This is Cody, our current dog, a Rhodesian Ridgeback (Lion Dog) and Lab mix. We found her through Craig's List shortly after Chelsea passed away. She was also about 18 months old when we got her. The young man who had raised her from a pup had to move to San Francisco to care for his grandparents and to take over their Italian dessert business (life is sometimes tough) and couldn't take her with him, and he was grateful that we came along at about the last minute. Another sweet, bright, goofy dog, loves the grandkids, fiercely protective of the house (there have been no attacks by squirrels, cats, possums, raccoons, or birds since Cody took over security: 






As Mark Twain said, "Heaven goes by favor; if it went by merit, you would stay out and your dog would go in." 

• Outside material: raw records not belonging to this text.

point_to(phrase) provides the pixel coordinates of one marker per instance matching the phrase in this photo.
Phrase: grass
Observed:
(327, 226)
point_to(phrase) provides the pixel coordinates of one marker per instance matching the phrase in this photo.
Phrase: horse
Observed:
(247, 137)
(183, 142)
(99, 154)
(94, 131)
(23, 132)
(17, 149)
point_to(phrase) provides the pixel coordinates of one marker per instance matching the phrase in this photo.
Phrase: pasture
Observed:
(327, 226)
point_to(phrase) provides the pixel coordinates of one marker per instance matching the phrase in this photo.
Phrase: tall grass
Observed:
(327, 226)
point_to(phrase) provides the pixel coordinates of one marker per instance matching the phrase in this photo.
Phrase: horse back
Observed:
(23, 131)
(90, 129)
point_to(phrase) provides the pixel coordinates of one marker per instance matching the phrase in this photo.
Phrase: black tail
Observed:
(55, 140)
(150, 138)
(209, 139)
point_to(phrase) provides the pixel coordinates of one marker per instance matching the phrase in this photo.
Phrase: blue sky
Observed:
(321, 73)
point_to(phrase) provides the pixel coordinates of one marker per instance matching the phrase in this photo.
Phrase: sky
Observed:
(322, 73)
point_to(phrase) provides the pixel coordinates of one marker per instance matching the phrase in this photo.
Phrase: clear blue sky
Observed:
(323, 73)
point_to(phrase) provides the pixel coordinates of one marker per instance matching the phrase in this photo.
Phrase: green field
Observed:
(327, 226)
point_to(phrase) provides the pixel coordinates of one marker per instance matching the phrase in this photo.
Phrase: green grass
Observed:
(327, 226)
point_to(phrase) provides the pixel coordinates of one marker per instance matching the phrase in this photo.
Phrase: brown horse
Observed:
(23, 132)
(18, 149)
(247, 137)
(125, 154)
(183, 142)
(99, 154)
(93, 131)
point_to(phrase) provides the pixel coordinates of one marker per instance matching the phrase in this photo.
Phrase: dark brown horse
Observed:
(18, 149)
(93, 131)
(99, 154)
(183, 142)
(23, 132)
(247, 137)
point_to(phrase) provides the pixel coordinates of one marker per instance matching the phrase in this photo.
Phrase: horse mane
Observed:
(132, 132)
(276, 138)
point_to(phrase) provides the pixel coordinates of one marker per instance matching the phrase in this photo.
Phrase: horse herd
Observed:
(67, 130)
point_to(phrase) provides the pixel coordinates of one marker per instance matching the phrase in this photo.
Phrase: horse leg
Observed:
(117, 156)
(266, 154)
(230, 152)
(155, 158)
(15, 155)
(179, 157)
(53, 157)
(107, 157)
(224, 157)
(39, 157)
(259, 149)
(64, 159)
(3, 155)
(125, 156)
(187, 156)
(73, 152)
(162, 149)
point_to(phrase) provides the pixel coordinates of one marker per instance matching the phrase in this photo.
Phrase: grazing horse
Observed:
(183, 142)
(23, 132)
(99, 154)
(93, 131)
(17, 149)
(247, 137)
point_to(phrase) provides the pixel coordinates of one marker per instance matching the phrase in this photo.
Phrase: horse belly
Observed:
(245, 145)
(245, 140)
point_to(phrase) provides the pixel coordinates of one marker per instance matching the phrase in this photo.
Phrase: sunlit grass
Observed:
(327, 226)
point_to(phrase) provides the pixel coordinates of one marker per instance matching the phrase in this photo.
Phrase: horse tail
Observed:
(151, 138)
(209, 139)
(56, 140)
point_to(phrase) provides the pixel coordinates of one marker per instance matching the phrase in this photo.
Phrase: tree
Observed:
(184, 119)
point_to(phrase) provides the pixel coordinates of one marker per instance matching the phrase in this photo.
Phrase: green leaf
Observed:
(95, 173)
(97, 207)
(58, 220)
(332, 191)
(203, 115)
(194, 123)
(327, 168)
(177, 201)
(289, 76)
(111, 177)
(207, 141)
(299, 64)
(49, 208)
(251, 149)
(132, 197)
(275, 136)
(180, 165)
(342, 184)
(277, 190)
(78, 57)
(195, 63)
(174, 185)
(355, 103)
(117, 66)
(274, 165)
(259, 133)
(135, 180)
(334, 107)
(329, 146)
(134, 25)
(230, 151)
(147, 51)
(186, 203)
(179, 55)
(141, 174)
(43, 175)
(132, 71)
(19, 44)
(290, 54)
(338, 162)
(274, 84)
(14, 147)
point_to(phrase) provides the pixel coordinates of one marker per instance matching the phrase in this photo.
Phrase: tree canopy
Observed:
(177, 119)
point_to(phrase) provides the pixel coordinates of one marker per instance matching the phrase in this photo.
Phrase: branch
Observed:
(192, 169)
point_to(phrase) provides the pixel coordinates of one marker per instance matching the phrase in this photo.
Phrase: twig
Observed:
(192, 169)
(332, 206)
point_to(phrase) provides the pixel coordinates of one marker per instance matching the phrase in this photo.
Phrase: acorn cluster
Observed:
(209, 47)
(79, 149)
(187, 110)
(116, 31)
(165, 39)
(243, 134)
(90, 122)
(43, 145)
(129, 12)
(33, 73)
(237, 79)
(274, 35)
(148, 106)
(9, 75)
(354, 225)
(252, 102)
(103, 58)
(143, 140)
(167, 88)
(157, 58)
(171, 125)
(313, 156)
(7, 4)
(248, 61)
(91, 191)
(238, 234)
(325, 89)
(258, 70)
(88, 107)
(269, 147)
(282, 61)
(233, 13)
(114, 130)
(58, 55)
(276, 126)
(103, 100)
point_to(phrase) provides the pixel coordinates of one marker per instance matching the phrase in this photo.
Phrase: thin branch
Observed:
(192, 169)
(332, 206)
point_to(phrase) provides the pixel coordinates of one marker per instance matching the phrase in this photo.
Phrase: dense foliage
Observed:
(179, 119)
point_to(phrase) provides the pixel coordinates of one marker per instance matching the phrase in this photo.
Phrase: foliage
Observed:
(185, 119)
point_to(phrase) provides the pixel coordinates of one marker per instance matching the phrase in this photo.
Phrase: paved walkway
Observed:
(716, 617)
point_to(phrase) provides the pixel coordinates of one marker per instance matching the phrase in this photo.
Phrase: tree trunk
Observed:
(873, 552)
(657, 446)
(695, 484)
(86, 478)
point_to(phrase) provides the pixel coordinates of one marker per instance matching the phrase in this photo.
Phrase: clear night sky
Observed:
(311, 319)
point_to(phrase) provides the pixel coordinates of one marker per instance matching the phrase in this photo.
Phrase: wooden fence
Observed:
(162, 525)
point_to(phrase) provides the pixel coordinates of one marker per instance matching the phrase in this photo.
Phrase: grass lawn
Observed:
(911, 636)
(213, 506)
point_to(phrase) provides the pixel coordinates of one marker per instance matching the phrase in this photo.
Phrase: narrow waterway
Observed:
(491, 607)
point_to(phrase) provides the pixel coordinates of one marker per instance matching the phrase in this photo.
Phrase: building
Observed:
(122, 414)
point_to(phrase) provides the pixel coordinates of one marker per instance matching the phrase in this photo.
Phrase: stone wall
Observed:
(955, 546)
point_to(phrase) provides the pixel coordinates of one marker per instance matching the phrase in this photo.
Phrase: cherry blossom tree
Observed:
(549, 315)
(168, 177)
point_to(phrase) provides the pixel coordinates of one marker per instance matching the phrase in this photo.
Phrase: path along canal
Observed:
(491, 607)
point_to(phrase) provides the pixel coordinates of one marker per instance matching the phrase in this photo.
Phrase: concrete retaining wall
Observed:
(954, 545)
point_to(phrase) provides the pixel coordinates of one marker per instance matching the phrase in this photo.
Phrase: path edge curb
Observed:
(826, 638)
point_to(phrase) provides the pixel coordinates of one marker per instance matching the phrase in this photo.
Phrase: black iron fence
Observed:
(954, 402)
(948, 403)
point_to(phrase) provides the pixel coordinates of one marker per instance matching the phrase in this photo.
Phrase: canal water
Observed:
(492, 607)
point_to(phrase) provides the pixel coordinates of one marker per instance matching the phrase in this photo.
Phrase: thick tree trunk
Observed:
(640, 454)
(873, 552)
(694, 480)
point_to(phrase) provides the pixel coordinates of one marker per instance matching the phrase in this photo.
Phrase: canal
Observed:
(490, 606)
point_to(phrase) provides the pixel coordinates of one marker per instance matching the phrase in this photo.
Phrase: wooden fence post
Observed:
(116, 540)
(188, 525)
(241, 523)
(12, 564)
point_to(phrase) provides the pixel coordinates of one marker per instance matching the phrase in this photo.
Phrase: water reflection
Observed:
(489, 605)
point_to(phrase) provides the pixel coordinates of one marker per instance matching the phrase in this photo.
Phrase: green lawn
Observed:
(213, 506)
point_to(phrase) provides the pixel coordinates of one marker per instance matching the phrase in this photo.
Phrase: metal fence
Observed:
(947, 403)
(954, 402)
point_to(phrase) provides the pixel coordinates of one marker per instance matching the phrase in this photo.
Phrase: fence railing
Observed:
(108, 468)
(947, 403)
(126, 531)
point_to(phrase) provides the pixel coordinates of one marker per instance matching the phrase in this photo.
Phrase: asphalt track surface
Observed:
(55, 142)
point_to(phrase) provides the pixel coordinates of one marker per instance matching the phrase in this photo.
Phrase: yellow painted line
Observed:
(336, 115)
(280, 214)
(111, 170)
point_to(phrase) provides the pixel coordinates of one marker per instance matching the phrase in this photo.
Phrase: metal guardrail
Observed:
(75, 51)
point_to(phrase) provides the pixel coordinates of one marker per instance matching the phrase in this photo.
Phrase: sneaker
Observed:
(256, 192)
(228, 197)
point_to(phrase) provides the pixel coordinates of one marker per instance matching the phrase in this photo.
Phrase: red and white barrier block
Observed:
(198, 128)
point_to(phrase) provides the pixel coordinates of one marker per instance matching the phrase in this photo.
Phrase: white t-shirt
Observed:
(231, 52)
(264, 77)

Rescue one today. A dog will bring unimaginable joy into your life.


----------



## EdipisReks (Jun 16, 2011)

good looking dogs all.


----------



## PierreRodrigue (Jun 16, 2011)

Great looking dogs!

Salty, congrats to the new family member! He looks like he might be a runner!


----------



## stereo.pete (Jun 16, 2011)

Congratulations Scott! Here's a picture of my lab, Zoey.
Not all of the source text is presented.